Industry watchers see a clear strategic choice. Apple treats the iPhone as the primary authentication device. Once paired, the watch wakes with a simple wrist raise most of the time. It locks automatically when removed. For the small number of users who run LTE models independently, a passcode has sufficed. The added complexity and cost of Touch ID no longer seem urgent.

Design changes for the Apple Watch appear limited in the immediate future. The 2026 lineup is expected to look much like this year’s models. A more substantial refresh may wait until 2028. That later window could open space for features such as noninvasive glucose monitoring, though the technology remains early. Battery gains and sensor improvements will likely carry the marketing message until then.

Competitors have taken notice. Garmin continues to market watches that last weeks on a charge. Ultramarathoners and expedition hikers often cite that endurance as decisive. Apple, by contrast, has built its wearable around tight integration with the phone, constant notifications, and an expanding list of medical-grade sensors. The priorities differ. So do the tradeoffs.
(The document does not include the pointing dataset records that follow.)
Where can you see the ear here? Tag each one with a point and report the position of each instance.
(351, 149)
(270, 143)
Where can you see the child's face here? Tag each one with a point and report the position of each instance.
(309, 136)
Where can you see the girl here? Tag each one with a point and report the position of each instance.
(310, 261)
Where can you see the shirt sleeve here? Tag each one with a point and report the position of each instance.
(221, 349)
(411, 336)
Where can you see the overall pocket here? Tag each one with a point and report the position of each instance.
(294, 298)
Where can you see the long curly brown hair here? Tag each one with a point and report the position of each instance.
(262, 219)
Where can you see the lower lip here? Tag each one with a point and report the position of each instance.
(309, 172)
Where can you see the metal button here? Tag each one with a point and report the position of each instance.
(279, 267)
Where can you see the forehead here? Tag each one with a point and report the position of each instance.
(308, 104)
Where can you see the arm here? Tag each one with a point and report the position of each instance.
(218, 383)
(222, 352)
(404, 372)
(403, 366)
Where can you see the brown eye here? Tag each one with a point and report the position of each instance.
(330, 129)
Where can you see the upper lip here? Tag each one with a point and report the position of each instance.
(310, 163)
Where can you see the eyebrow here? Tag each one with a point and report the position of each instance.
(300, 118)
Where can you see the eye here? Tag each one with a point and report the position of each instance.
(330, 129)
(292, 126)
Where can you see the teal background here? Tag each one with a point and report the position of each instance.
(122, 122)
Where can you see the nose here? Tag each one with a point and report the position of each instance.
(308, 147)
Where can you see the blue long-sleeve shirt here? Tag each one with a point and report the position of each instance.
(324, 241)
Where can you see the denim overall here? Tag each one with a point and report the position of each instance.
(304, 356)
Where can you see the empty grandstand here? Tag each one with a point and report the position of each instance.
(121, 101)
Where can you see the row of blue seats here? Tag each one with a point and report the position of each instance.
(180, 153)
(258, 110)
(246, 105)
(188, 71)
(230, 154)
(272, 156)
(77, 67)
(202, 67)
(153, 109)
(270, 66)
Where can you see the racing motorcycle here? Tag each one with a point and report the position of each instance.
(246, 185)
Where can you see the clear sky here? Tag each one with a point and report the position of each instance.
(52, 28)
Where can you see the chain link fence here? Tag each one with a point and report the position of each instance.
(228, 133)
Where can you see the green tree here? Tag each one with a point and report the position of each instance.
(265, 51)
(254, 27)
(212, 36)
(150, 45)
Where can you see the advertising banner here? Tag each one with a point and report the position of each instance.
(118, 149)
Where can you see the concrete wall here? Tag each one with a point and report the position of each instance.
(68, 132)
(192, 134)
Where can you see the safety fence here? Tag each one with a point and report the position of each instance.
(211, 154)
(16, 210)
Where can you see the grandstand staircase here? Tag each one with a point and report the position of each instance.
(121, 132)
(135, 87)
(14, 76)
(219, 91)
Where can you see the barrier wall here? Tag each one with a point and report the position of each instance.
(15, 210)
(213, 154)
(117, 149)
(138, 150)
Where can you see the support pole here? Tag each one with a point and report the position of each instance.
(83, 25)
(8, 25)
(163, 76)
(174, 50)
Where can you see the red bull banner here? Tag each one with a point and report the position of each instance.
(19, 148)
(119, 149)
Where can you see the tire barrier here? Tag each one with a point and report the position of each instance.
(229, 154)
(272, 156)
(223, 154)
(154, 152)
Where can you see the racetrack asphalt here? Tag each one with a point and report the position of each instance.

Some users welcome the news. A longer-lasting Apple Watch without new biometric hardware might feel more practical than a device that adds complexity but still needs nightly power. Others lament the missed chance for true independence. An LTE watch with reliable fingerprint unlock could function more like a standalone communicator. The leaker’s report suggests Apple has calculated the numbers and chosen capacity instead.
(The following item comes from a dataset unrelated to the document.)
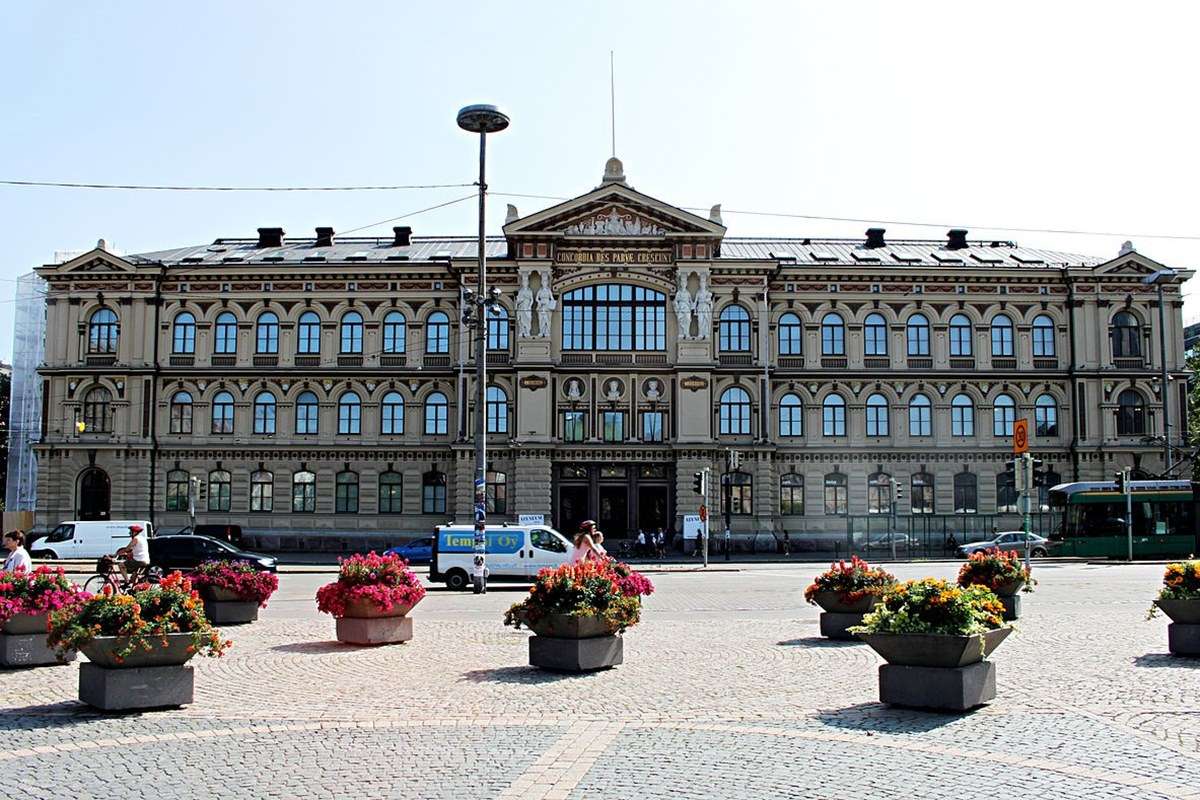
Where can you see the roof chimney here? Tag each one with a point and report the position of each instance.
(270, 238)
The pattern fits Apple’s recent behavior. The Series 11 already stretched battery life by a third while adding hypertension detection and tougher materials. Further incremental gains in endurance and sensor precision appear more attainable than squeezing a high-quality fingerprint reader into the slim chassis. Cost pressures only reinforce that math.

Of course, plans can change. Leakers sometimes miss internal pivots. Apple has surprised observers before. For now the signals point one direction. Bigger cells. Sharper readings. Daily charging that, while improved, still defines the experience. The Touch ID dream, at least for the next cycle, sits on the shelf.

Analysts will watch the supply chain closely in coming months. Any shift in component orders could hint at last-minute adjustments. Until then, the message from Cupertino seems straightforward. The watch will get better at the things it already does well. And users who want week-long battery life may still need to look beyond the Apple logo.